11.4 Role-Based Access Control
Role-based access control (RBAC) can be employed in a number of different scenarios for VMware Cloud Providers. Internally, from an operational perspective, to verify that only the appropriate operational or administrative teams have access to internal and tenant environments. Also, from the perspective of giving tenants access to either shared or dedicated vCenter Server instances or to hosts directly, allowing for self-managed hosting use cases. No matter what use cases are defined by the service provider, if proper role-based access controls are not in place within the environment, virtual machines will be vulnerable.
The following is a list of common and best practices for designing RBAC for the VMware Cloud Provider Program service provider platform:
Any vSphere administrative permission granted to a user account must use a privileged account (PA).
All permissions must be assigned to AD groups and not individual user accounts. Do not use local accounts or groups for day-to-day administration.
Grant permissions only where needed for job role, using the minimum number of permissions makes it easier to understand and manage the permissions structure.
Create new groups for vCenter Server users. Avoid using Windows built-in groups or other pre-existing groups.
If you assign a restrictive role to a group, check that the group does not contain the Administrator user or other users with administrative privileges. Otherwise, you could unintentionally restrict administrators' privileges in parts of the inventory hierarchy where you have assigned that group the restrictive role.
Use folders to group objects to correspond to the differing permissions you want to grant for them.
Use caution when granting permission at the root vCenter Server level. Users with permissions at the root level have access to global data on vCenter Server, such as roles, custom attributes, vCenter Server settings, and licenses. Changes to licenses and roles propagate to all vCenter Server systems in a linked mode group, even if the user does not have permissions on all of the vCenter Server systems in the group.

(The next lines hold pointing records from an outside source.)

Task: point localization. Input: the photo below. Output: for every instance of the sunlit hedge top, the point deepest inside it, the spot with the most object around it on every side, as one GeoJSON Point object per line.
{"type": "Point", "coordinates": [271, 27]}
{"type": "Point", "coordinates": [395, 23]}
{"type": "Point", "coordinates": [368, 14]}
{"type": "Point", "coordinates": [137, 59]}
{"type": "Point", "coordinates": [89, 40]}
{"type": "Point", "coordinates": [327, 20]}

In most cases, enable propagation on permissions. This makes sure that when new objects are inserted in to the inventory hierarchy, they inherit permissions and are accessible to users.

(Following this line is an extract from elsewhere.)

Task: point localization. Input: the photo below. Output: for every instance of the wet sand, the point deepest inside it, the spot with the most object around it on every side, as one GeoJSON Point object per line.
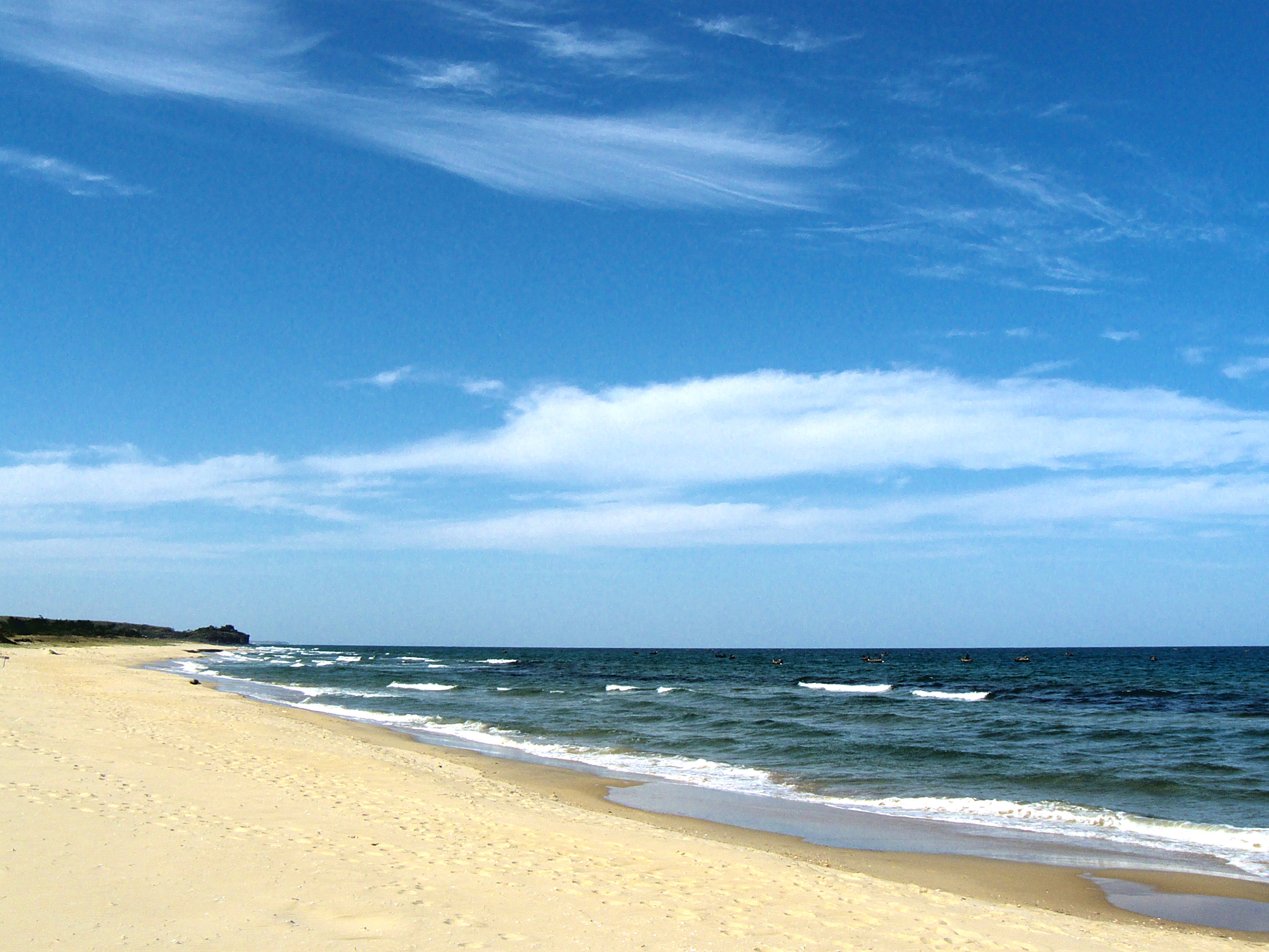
{"type": "Point", "coordinates": [140, 809]}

Use the No Access role to mask specific areas from the hierarchy that you do not want particular users to have access to.
Certain privileges can be harmful to hosts and should be assigned to users only when required. This includes any privilege that allows a user to delete, rename, remove, or create items that can cause data loss or datastores to be filled up. This can cause a denial of service attack on your VMs (for instance, prevent snapshot creation).
 
Create roles that are customized to a user's/tenant’s requirements. For example, to create a role for an operations team that is responsible for monitoring VMs, create one that allows only VM interactions (for instance, power on, power off, reset, and console interaction). This allows team members to look at the console of a VM to see what is happening and power-cycle a VM.

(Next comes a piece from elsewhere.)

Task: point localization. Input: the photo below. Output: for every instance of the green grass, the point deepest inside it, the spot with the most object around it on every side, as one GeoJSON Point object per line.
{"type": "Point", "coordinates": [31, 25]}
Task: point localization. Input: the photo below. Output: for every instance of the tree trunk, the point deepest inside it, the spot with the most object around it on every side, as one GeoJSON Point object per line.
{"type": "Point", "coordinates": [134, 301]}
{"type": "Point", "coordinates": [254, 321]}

A privilege that you assign sparingly is the datastore low-level file operations privilege, which allows users to upload and download files to a host datastore. This privilege can create a security risk.
Other potentially dangerous privileges are in the network and virtual switch categories, which can allow a user to move a VM to any available virtual LAN that is configured on your virtual switches. This can be particularly risky if you have public and private network virtual switches on a host where you definitely do not want a VM moved between them or connected to both at the same time (for instance, edge cluster hosts). Assigning the network privileges to your network admins and denying them to everyone else is a good practice.